Senate debates

Tuesday, 16 August 2011

Bills

Carbon Credits (Carbon Farming Initiative) Bill 2011, Carbon Credits (Consequential Amendments) Bill 2011, Australian National Registry of Emissions Units Bill 2011; In Committee

1:11 pm

Photo of Christine MilneChristine Milne (Tasmania, Australian Greens) Share this | Hansard source

I rise to make a few remarks about this. The Greens were very concerned to make sure that we had a negative list in relation to this piece of legislation so that there was some clarity in the community, and I am very pleased that the managed investment schemes went on to that negative list right at the start. The Greens wanted to make sure that we had the benefits of various projects for creating carbon credits and also biodiversity outcomes under the Biodiversity Fund of the climate bills whilst at the same time trying to deal with the perverse outcomes that potentially could be there.

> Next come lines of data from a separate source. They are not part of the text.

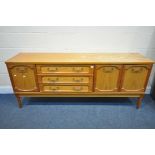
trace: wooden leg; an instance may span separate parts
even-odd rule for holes
[[[23,104],[22,104],[22,100],[21,97],[19,95],[16,95],[17,101],[18,101],[18,107],[22,108]]]
[[[139,109],[141,107],[141,104],[142,104],[142,99],[143,99],[144,96],[140,96],[137,100],[137,109]]]

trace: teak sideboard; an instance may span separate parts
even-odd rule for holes
[[[137,97],[154,61],[138,53],[19,53],[6,61],[18,106],[29,97]]]

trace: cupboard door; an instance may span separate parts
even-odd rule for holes
[[[95,91],[118,91],[121,65],[97,65]]]
[[[150,69],[150,65],[125,65],[121,90],[145,91]]]
[[[37,91],[33,65],[16,65],[9,69],[15,91]]]

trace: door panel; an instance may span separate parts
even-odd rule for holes
[[[95,91],[118,91],[121,65],[97,65]]]
[[[16,91],[37,91],[33,65],[16,65],[9,70]]]
[[[122,91],[144,91],[150,65],[125,65],[122,80]]]

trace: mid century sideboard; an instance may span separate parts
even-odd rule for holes
[[[29,97],[137,97],[154,61],[138,53],[19,53],[6,61],[19,108]]]

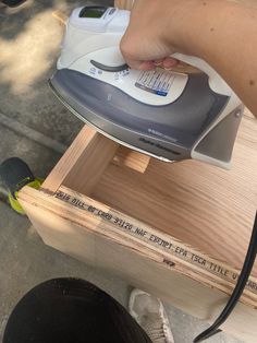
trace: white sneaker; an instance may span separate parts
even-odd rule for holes
[[[174,343],[169,319],[160,299],[140,289],[133,289],[128,310],[152,343]]]

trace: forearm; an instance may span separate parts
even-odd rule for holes
[[[257,117],[257,8],[203,0],[191,21],[182,50],[211,64]]]

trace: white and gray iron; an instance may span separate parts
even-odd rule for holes
[[[120,40],[130,12],[75,9],[50,85],[86,123],[131,149],[163,161],[194,158],[230,168],[242,103],[199,58],[175,54],[203,72],[130,69]]]

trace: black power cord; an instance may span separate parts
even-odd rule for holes
[[[253,270],[256,255],[257,255],[257,212],[256,212],[256,216],[255,216],[255,223],[254,223],[254,227],[253,227],[252,237],[249,240],[248,251],[246,253],[244,265],[243,265],[242,272],[240,274],[238,281],[235,285],[235,288],[234,288],[228,304],[225,305],[223,311],[220,314],[220,316],[217,318],[217,320],[213,322],[213,324],[209,329],[205,330],[199,335],[197,335],[197,338],[194,340],[194,343],[203,342],[203,341],[209,339],[210,336],[222,331],[219,329],[219,327],[228,319],[230,314],[235,308],[237,301],[240,300],[240,297],[244,292],[244,288],[246,286],[248,277],[249,277],[250,272]]]

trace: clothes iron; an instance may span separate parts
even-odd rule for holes
[[[230,168],[243,106],[204,60],[174,58],[199,73],[132,70],[120,52],[130,11],[77,8],[71,14],[50,85],[97,131],[163,161],[194,158]]]

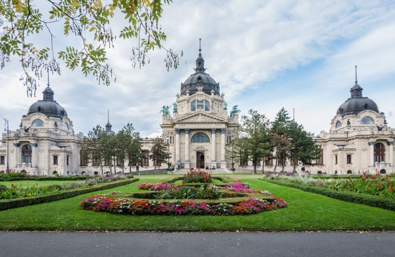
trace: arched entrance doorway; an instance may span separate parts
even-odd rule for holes
[[[22,163],[31,163],[31,146],[25,145],[22,147]]]
[[[385,162],[385,147],[384,144],[376,143],[374,144],[374,162]]]

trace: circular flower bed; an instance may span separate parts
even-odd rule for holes
[[[192,172],[192,175],[200,175],[199,171]],[[211,177],[206,172],[202,175],[204,180],[206,175]],[[184,177],[189,177],[188,174]],[[208,183],[195,187],[185,186],[185,183],[180,186],[165,182],[145,183],[137,188],[148,191],[95,195],[82,200],[80,206],[85,210],[134,215],[228,215],[251,214],[288,205],[267,191],[249,189],[248,183],[240,180],[237,182],[222,187]]]

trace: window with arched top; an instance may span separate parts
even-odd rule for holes
[[[31,123],[32,127],[44,127],[44,122],[40,119],[34,120]]]
[[[193,100],[191,102],[191,111],[196,111],[196,100]]]
[[[385,146],[381,143],[374,144],[374,162],[385,162]]]
[[[210,138],[207,134],[200,132],[192,136],[191,143],[210,143]]]
[[[374,121],[370,117],[367,116],[362,118],[362,120],[361,120],[361,124],[363,125],[373,125],[374,124]]]
[[[22,163],[31,163],[31,146],[25,145],[22,147]]]

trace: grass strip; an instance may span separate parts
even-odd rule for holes
[[[298,184],[284,182],[277,180],[261,180],[280,186],[297,188],[306,192],[322,194],[322,195],[339,200],[395,211],[395,200],[378,195],[371,195],[347,191],[336,191],[330,188],[309,187]]]
[[[76,189],[57,192],[50,194],[0,200],[0,210],[65,199],[86,193],[123,186],[135,182],[138,180],[139,180],[139,179],[133,179],[122,181],[115,181],[105,185],[95,185],[91,187],[77,188]]]

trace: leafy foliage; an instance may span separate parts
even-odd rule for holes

Members of the Senate will recall that I spoke very strongly against the 100 per cent tax deduction for carbon sink forests because they led to a distortion in land prices and so on in rural and regional Australia, after our experience of the managed investment schemes. So we wanted to make sure, in the course of this legislation and looking at the Biodiversity Fund under the climate bills, that we maximised local participation and maximised benefits whilst taking into account the perverse outcomes that might occur. We also wanted to minimise political interference in the decisions and try to make them systemic and policy based.

We have a scenario now where the NRM groups will be funded to assist them to be brought up to a certain level of proficiency. The NRM plans will be put up in the same sort of context. Projects that are brought forward will be compared with NRM plans, so local communities will be involved through NRM groups and through local government in looking at projects that are being proposed. They will be looked at in terms of the negative list and they will not be disallowable instruments of the parliament. I particularly do not want them to be disallowable instruments of the parliament because I want to make sure that we get to policy based outcomes that are not engaged with individual ministerial interference or parliamentary interference with disallowable instruments in this particular case.

I think we have a pretty good balance here with a recognition that we can enhance carbon in the landscape and that we can create opportunities for people in rural and regional Australia to create projects which are good for carbon, good for biodiversity and good for communities, but there is the capacity for any perverse outcomes which start to become apparent in a systemic way to go onto the negative list and add to the negative list over time. From the Greens' perspective I think we have achieved that through the negotiations that have gone on, through the amendments and through the complementarity of the carbon package as it has been announced. I am satisfied that, providing we get the NRM groups up to the standard needed and get the NRM plans, the collaboration of this will lead to good outcomes.

I note that it has been the Greens and the government who have recognised the value of the negative list by saying, upfront, to rural and regional Australia that these particular things will not be considered, including managed investment schemes. We want to make sure that what we are rewarding is additionality, not just existing good practice, but additional carbon in the landscape. We also need to get some academic rigour into this because, ultimately, when we go to international trading it is going to be critical that Australian projects stand up and withstand scrutiny. You are not going to have a good reputation as a player in a global market unless the product you are selling is rigorous—that is, it is additional and permanent. I am satisfied that we are achieving that. By passing this amendment you would be playing governments into individual project decisions and parliaments into disallowing individual project decisions, as well as disempowering the very people you want to empower, the NRM groups and the NRM plans, which are based on proper, natural resource management. That is where we are coming from.

I note with interest that it is the coalition which wanted to abolish the negative list. This is extraordinary. They have been out in rural and regional Australia telling people about all the bad things that might happen and not admitting that it is the coalition that want to get rid of the negative list. It is the coalition that do not want to see managed investment schemes put on a negative list. No, they are happy for it to be 'all stations go', and that is completely unsatisfactory. The Greens will not stand for perverse outcomes in rural and regional Australia on land and water use. We want to maximise the capacity for agricultural production while enhancing carbon in the landscape, enhan­cing restoration of carbon in the landscape and enhancing and maintaining biodiversity in rural and regional Australia. I think we are on track to achieve that with the way that the legislation is designed and also in comple­mentarity with the carbon bills.